Странно, но никто из исследователей не связал нарисованного Пушкиным ангела с подписью самого поэта. Но стоит вспомнить строки из письма поэта, отправленного матери невесты – его признание в том, что, уезжая на Кавказ, он увозит «в глубине своей души» «образ небесного существа», обязанного ей жизнью, вспомнить, что поэт любил называть свою Наташу ангелом и целовать в письмах к невесте кончики ее воображаемых крыльев. И, как знать, не имел ли ангел, «запечатленный» поэтом на рукописной странице, земного имени – Наталия?
«Всё б эти ножки целовал»
Обратимся к письмам поэта времен его уральского путешествия, сбереженным Натали. Как же мы все должны быть благодарны ей, сохранившей бесценные строки поэта, его живой голос!
«Третьего дня прибыл я в Симбирск и от Загряжского принял от тебя письмо. Оно обрадовало меня, мой ангел – но я все-таки тебя побраню. У тебя нарывы, а ты пишешь мне четыре страницы кругом».

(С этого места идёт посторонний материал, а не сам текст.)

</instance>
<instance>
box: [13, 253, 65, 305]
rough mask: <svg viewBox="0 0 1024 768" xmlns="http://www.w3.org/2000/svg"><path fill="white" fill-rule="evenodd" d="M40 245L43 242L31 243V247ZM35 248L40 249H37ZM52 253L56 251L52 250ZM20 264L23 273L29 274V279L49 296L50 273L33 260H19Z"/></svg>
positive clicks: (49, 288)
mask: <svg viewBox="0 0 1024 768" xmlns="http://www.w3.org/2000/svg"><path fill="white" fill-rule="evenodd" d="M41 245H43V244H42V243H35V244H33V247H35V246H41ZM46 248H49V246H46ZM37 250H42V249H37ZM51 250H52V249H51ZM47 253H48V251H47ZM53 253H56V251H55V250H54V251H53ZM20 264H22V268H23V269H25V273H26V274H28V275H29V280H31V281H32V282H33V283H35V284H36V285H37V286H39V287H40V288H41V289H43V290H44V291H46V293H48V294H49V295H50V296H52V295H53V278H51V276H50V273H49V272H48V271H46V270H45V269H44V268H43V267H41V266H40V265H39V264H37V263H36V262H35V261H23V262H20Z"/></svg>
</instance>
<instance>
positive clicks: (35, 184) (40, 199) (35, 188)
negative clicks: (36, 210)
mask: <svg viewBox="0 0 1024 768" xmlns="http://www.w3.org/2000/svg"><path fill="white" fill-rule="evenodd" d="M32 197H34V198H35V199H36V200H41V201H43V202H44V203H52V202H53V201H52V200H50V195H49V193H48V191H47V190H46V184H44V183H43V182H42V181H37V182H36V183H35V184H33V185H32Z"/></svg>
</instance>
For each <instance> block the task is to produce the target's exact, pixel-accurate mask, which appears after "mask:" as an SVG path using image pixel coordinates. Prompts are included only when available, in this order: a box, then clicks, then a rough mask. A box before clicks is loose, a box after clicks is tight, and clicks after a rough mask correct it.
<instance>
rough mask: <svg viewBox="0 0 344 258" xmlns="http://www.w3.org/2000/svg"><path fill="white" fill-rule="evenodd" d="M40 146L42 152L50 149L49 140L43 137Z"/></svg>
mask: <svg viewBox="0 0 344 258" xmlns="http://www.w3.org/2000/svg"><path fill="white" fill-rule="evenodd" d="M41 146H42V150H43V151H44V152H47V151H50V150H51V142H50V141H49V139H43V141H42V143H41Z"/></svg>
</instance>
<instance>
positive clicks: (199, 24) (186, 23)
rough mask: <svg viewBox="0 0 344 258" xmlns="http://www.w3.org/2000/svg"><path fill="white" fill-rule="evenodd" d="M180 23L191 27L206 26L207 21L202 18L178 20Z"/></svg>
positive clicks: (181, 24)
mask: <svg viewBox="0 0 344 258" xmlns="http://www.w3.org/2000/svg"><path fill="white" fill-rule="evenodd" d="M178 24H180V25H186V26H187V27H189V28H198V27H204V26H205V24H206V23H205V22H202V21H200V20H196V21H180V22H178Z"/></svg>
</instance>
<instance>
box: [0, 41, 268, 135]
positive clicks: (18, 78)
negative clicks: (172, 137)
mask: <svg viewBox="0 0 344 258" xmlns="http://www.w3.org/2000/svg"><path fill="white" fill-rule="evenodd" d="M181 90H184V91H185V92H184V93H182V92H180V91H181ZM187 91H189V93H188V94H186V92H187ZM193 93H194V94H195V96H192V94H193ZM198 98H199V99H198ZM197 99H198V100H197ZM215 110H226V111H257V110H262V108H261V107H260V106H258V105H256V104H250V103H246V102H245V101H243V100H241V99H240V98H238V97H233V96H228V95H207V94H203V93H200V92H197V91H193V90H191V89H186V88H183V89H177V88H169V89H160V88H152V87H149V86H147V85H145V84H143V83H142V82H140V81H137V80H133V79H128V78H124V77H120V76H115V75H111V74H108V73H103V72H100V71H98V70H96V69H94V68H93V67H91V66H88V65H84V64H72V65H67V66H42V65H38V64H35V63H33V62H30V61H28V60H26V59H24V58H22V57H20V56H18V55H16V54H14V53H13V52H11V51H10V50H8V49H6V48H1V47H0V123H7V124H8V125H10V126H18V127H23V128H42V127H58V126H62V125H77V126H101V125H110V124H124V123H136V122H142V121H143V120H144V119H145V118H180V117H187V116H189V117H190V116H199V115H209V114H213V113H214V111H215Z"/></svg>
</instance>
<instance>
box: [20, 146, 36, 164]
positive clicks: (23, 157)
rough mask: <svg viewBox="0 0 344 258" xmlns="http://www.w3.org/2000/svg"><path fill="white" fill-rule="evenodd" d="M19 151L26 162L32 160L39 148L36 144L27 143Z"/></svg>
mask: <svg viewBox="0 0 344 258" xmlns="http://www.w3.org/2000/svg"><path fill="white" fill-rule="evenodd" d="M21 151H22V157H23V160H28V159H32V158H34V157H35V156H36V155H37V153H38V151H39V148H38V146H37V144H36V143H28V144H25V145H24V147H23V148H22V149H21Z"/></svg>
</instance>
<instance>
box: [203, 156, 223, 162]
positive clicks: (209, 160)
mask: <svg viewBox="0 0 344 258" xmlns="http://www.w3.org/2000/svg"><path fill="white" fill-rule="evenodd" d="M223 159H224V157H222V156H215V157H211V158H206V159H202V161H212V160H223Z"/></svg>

«Я все надеялся, что получу здесь в утешение хоть известие о тебе – ан нет. Что ты, моя женка? какова ты и дети. Целую и благословляю вас. Пиши мне часто и о всяком вздоре до тебя касающемся».
«Что, женка? скучно тебе? мне тоска без тебя. Кабы не стыдно было, воротился бы прямо к тебе, ни строчки не написав. Да нельзя, мой ангел. Взялся за гуж, не говори, что не дюж – то есть: уехал писать, так пиши же роман за романом, поэму за поэмой. А уж чувствую, что дурь на меня находит – я и в коляске сочиняю, что ж будет в постеле?»
В рукописи Пушкин оставил значимую для него пометку: «1833, дорога, сентябрь». Нескончаема степная дорога, и так располагает она к милым сердцу воспоминаниям, навевает поэтические грезы. Долог путь. И щедр на новые встречи, впечатления, знакомства, столь живительные для поэтического воображения. Мчит поэта четверка лошадей по оренбургской степи, а сердцем он там, в далеком Петербурге. И мысли, и беспокойство его – о семье: о жене – как-то она справляется с домом, здорова ли; о полуторагодовалой Машке, о своем любимце «рыжем Сашке», которому-то всего от роду три месяца…
«Нет, мой друг, – жалуется он своей Наташе, – плохо путешествовать женатому; то ли дело холостому! ни о чем не думаешь, ни о какой смерти не печалишься».
Как удивительно перекликаются строчки из писем со стихотворными строками:
«Кабы не стыдно было, воротился бы прямо к тебе…»
«Пиши мне часто и о всяком вздоре до тебя касающемся».
Эфрос как-то просто фантастически расшифровал один из пушкинских рисунков: «Эта поздняя осень 1833 г., когда поэт совершал свое путешествие на Урал и побывал в Болдине, богата еще рисунками, связанными с Наталией Николаевной. Мысли странствующего Пушкина были прикованы к ней, и не только потому, что этому способствовала разлука вообще, но еще и потому, в частности, что были особенные, интимные поводы для тревоги. Один из набросков этой поры отразил их… Так на этом же листе, рядом с креслом и подушкой, приподнявшей ножку Наталии Николаевны, видимо кормящей ребенка, Пушкин изобразил и второй план – светские успехи жены, так тяготившие его: он нарисовал ножку в бальной туфельке, перевитую лентами».